Abstract
In this paper I will seek to argue that teachers have been constituted through practices and
discourses of teacher education programs so as to perceive and construct their world through
psychologistic frameworks. Part of becoming a legitimate practitioner within mathematics
education! is the embodiment of these discourses as recognised through the credentialling
processes of teacher education programs. In such programs there is a focus on pedagogical
processes whereby the learning of mathematics is seen as the internalising of knowledge and .

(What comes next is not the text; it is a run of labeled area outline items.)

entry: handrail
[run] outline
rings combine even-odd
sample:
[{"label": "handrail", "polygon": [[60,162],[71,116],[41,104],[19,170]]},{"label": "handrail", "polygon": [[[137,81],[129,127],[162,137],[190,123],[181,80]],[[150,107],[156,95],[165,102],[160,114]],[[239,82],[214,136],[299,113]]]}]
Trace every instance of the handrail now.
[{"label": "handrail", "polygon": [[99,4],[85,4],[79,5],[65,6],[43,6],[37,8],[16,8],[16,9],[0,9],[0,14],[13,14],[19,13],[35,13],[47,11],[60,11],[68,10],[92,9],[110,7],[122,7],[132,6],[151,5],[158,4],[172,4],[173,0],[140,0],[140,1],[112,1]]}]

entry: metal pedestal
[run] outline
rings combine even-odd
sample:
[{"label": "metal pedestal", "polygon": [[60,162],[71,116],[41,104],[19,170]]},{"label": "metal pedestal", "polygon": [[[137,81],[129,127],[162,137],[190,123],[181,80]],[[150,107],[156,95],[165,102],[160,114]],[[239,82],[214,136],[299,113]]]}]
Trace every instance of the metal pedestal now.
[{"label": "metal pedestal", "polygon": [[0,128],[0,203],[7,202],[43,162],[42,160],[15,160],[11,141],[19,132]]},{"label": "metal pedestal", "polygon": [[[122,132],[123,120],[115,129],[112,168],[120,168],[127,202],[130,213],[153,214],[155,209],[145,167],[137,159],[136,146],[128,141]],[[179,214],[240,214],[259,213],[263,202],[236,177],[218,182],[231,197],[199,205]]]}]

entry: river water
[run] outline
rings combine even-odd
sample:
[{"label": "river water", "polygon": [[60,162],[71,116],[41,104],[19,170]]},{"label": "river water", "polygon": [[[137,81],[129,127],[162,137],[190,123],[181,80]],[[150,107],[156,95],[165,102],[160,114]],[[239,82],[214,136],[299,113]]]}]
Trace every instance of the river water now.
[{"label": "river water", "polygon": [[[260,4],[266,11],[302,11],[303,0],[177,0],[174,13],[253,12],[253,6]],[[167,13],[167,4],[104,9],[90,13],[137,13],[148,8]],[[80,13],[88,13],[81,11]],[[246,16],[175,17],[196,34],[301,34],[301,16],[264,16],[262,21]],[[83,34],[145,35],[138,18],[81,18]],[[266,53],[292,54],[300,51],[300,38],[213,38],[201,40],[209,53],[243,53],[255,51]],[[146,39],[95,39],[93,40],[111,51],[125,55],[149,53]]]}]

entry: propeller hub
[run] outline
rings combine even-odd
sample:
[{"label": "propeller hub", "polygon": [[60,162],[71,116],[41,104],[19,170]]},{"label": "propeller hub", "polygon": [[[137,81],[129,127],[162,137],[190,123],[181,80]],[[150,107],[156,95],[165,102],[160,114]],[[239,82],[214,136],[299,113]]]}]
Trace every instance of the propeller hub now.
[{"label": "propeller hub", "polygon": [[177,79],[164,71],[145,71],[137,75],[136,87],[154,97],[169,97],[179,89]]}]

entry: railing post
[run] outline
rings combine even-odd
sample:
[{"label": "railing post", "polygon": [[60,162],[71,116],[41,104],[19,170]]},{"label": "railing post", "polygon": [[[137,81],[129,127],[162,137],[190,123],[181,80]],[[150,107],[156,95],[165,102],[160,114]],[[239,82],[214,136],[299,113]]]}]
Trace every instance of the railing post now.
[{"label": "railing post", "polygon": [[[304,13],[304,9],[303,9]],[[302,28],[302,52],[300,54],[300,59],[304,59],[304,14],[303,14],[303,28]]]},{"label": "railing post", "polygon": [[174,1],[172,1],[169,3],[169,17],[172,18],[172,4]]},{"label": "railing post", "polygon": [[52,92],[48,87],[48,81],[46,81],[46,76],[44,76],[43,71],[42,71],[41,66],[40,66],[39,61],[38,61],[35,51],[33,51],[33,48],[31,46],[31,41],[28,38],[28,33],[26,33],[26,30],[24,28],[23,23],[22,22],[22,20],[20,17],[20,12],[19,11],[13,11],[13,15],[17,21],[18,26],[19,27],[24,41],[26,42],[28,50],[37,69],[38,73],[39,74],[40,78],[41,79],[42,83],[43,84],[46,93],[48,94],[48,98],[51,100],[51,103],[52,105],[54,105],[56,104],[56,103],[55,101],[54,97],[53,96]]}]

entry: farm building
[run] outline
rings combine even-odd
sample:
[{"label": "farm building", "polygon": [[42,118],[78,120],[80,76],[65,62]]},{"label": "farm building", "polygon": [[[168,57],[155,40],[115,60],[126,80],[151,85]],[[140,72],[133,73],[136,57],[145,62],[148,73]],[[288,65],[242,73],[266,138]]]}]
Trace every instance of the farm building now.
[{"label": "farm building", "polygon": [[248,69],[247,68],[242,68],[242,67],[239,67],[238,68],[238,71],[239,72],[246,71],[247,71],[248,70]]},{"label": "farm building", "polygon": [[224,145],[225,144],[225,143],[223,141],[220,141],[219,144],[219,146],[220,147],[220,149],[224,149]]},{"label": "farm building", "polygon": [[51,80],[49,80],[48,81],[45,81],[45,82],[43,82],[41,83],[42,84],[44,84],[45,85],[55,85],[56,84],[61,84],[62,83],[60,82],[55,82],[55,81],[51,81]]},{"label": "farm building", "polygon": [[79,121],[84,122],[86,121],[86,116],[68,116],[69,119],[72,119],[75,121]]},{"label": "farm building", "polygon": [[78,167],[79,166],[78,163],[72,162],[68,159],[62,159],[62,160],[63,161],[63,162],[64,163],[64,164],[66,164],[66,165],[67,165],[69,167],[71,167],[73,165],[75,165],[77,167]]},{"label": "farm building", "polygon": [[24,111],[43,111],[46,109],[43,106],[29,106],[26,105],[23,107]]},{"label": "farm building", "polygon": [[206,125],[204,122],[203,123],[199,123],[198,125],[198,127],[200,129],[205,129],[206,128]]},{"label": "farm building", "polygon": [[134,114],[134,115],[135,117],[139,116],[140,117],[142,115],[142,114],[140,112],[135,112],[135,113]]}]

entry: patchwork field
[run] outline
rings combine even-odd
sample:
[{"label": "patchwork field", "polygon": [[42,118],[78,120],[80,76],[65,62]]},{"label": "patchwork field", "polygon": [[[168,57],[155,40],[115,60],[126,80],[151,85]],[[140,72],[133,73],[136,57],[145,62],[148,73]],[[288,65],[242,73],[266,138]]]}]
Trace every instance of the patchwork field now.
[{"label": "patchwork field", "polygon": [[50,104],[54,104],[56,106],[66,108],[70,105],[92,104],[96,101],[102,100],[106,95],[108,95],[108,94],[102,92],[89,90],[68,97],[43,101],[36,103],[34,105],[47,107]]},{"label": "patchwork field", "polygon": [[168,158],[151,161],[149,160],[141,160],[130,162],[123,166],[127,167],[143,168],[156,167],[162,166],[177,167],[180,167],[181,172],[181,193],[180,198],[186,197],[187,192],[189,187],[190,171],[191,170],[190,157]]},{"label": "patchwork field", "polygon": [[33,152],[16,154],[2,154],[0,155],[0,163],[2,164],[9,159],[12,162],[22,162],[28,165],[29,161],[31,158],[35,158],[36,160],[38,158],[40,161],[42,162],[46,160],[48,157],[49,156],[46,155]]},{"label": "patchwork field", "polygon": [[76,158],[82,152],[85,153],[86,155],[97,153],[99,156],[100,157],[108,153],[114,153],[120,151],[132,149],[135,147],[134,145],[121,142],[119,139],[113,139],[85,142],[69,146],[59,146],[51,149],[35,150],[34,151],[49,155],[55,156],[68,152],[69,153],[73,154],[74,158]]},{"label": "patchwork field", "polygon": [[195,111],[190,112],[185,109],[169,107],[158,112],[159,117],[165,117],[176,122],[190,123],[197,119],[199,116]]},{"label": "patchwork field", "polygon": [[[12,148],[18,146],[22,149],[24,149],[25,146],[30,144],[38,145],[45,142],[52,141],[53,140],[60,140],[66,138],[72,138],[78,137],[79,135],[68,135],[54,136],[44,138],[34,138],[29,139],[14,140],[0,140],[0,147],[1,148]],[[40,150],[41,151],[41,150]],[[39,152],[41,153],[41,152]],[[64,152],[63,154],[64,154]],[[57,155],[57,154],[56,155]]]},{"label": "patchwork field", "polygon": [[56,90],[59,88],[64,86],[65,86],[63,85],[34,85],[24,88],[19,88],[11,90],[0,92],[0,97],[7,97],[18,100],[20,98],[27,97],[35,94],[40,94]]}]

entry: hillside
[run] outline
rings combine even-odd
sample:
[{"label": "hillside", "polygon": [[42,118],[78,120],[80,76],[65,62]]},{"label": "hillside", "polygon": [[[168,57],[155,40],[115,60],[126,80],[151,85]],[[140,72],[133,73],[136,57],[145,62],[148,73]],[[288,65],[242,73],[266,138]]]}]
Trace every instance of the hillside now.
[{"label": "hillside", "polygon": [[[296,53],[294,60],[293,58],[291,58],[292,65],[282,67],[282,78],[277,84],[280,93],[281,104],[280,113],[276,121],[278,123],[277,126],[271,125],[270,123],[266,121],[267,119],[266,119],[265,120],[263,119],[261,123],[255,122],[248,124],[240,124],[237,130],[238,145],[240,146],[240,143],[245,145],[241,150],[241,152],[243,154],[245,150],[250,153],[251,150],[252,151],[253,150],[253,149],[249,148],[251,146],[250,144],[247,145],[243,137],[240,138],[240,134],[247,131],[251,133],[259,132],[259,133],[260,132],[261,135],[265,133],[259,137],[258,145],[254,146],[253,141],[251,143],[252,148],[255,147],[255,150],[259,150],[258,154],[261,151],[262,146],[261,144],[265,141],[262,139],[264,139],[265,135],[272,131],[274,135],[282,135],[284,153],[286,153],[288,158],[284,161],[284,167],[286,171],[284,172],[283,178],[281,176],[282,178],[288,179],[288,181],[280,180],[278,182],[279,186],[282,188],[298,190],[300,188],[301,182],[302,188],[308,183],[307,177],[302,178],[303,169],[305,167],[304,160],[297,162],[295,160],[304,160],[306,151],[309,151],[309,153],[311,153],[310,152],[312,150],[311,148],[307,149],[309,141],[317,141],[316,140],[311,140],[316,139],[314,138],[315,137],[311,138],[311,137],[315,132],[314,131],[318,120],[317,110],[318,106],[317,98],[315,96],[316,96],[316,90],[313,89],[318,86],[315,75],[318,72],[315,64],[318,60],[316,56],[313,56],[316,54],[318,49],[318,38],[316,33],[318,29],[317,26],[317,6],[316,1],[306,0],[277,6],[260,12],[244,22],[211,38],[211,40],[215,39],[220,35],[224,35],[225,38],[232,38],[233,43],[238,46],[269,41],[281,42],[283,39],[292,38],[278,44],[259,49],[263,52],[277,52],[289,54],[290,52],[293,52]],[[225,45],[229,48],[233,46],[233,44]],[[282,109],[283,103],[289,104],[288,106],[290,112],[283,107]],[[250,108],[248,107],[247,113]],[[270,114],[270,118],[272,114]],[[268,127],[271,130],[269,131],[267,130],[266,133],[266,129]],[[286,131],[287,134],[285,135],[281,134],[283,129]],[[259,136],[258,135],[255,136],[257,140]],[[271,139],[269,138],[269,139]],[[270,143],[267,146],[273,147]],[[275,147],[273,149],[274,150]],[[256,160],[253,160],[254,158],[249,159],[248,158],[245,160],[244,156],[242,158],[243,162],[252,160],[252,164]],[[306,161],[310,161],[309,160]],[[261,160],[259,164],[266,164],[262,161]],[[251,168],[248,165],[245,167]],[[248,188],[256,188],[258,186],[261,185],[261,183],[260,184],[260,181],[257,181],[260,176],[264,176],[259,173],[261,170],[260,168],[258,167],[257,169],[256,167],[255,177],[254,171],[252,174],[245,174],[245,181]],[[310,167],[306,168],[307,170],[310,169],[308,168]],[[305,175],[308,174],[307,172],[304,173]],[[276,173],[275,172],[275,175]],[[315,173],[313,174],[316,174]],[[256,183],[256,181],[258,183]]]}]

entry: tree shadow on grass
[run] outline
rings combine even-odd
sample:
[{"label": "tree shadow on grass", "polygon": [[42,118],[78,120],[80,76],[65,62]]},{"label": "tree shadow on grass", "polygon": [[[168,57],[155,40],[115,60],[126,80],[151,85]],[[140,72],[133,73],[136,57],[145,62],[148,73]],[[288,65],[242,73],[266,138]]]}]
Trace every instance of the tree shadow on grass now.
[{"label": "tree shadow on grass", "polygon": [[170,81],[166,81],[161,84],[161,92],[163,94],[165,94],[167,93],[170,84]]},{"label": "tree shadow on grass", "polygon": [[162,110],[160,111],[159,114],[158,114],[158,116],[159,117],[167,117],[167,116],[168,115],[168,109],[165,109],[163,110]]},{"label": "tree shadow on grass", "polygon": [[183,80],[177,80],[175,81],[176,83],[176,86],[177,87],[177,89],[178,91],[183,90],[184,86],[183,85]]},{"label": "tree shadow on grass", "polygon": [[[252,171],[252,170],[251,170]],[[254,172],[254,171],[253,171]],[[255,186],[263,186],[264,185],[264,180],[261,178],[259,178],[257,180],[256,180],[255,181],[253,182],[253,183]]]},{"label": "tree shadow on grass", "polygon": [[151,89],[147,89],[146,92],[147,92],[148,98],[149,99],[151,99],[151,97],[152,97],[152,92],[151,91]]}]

concepts. These programs are dominant within the broad field of education, so that many, if
not all, of the teachers emerging from teacher education institutions enter the school context
holding sets of beliefs and attitudes about the nature of teaching and learning which support
liberal views of schooling. As such, there is a strong propensity for teachers to explain their
students' successes and failures in mathematics education within psychological terms of
references where references are made to concepts such as ability or intelligence; levels of
development or cognition; motivation; self esteem; and (positive) reinforcement. The focus is
on a individualised subject devoid of the social and political context within which meaning
making is occurring. By undertaking a critique of these discourses it is possible to understand
the subtle ways in such discourses provide the frameworks through which teachers translate
student behaviours as well as in the organisation of learning environments (Walkerdine, 1988).
Such a framework does not take into consideration the wider context in which the students are
located, and the political consequences of such interpretations, particularly in relation to the
construction of social and gendered differences.